Aan de Voorzitter van de Tweede Kamer der Staten-Generaal

Den Haag, 23 december 2005

Uw commissie heeft mij verzocht (05-OCW-B-099) aan te geven:

a. in welk perspectief het onderzoeksrapport van de Universiteit van Tilburg geplaatst moet worden,

b. wat het doel is van het traject naar harmonisatie van de onderwijswetgeving, en

c. welke vervolgstappen ik van plan ben te zetten.

Graag ga ik op deze vragen in.

1. Perspectief van het onderzoek en doel van het harmonisatietraject

Het onderzoek van de Universiteit van Tilburg heeft als specifieke achtergrond en context de Governancebrief van 7 juli 2005 (kamerstuk 30 183, nr. 1). Daarin meldde ik u dat op dat moment onderzoek werd gedaan naar mogelijke harmonisatie van in ieder geval de WPO, WEC, WVO en de WEB. Centraal in het onderzoek stond de vraag of deze wetten adequaat op elkaar zijn afgestemd, of er geen nodeloze versplintering is en of er geen andere complicaties zijn die bijvoorbeeld de doorlopende leerlijnen nadelig beïnvloeden.

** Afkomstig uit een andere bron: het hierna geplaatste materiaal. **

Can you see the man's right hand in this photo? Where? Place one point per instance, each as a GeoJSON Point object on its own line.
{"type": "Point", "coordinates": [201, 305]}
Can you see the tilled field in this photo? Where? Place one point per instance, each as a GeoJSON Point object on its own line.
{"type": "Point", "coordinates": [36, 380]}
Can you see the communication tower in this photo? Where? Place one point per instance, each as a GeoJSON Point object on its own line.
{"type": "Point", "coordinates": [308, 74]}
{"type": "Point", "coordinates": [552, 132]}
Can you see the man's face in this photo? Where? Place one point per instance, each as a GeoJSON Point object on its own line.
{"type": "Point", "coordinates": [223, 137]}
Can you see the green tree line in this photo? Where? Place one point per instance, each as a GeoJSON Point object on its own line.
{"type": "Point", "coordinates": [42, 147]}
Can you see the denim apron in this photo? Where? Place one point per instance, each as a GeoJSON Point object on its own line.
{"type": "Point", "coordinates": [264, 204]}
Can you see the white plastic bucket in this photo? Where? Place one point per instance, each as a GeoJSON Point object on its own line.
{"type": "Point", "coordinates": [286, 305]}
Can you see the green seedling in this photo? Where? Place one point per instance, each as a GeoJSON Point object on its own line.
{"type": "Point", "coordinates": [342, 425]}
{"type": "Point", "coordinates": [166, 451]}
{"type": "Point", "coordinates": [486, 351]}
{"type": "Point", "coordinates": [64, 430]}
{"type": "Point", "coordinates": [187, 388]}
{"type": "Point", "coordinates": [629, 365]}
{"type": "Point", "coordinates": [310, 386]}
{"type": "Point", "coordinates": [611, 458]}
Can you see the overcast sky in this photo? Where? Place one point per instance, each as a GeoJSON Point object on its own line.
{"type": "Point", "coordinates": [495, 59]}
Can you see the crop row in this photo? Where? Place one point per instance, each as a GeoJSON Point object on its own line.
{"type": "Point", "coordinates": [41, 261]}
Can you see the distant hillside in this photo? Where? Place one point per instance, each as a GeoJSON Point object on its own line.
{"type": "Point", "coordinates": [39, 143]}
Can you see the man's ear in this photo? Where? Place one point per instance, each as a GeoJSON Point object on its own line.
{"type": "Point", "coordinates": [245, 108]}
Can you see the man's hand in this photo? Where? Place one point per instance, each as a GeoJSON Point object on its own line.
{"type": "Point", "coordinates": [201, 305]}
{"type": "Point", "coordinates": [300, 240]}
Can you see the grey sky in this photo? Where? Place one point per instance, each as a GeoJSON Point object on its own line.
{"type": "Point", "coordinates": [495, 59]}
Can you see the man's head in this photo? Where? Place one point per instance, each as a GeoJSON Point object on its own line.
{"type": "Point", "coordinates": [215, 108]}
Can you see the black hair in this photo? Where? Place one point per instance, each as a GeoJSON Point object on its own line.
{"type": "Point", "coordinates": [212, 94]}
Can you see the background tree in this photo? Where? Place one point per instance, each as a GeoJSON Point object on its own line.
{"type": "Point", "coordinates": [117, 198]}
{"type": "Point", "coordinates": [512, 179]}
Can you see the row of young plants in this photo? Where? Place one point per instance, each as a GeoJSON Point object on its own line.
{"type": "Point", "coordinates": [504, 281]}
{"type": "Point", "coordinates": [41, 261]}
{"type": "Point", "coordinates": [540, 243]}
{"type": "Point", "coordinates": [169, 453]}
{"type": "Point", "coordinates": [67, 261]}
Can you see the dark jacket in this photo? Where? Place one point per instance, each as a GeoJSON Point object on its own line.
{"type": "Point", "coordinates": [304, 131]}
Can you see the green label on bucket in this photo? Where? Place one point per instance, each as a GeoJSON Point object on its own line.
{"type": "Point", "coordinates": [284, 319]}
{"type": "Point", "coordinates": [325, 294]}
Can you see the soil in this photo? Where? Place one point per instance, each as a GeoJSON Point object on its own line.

Meer ruimte bieden binnen verantwoorde kaders moet wat mij betreft vooral bijdragen aan doorlopende leerlijnen. De leerling staat centraal in het onderwijs: het gaat om zijn/haar onderwijsloopbaan.

Leerlingen zoeken hun eigen weg, soms kris-kras door het «onderwijsgebouw». Ze stuiten daarbij op hindernissen. Nu nog staan de verschillende sectoren centraal en veel minder de leerling. Harmonisering is een middel om onnodige verschillen tussen de sectoren op te heffen en ze meer op elkaar aan te laten sluiten, opdat uiteindelijk de leerling er beter van wordt. Hier ligt ook een duidelijke relatie met de problematiek van het voortijdig schoolverlaten.

Door gemeenschappelijke (dus: geharmoniseerde) onderwijsbeginselen in kaart te brengen, kunnen we het gezamenlijke, het verbindende, in beeld brengen en het ook bevorderen. Eenvoudiger regels, en meer samenhang tussen de regels, zijn een bijdrage aan vloeiender overgangen tussen sectoren.

Harmonisatie is een prachtige kans om ons denken principieel opnieuw te laten beginnen bij de leerling/deelnemer/student, los van de systematiek van de bestaande aparte sectorwetten. Van daaruit kunnen we verantwoordelijkheden benoemen, kwaliteit verankeren, op bepaalde punten afstand nemen, regels afschaffen of administratieve lasten terugdringen. Zo moeten we komen tot eenvoud en samenhang en werpen we een dam op tegen detaillering binnen de sectoren. Het enkele feit van het opnieuw «ontwerpen», vanuit zoveel mogelijk centrale vertrekpunten, en binnen één wettelijke context, heeft een grote toegevoegde waarde.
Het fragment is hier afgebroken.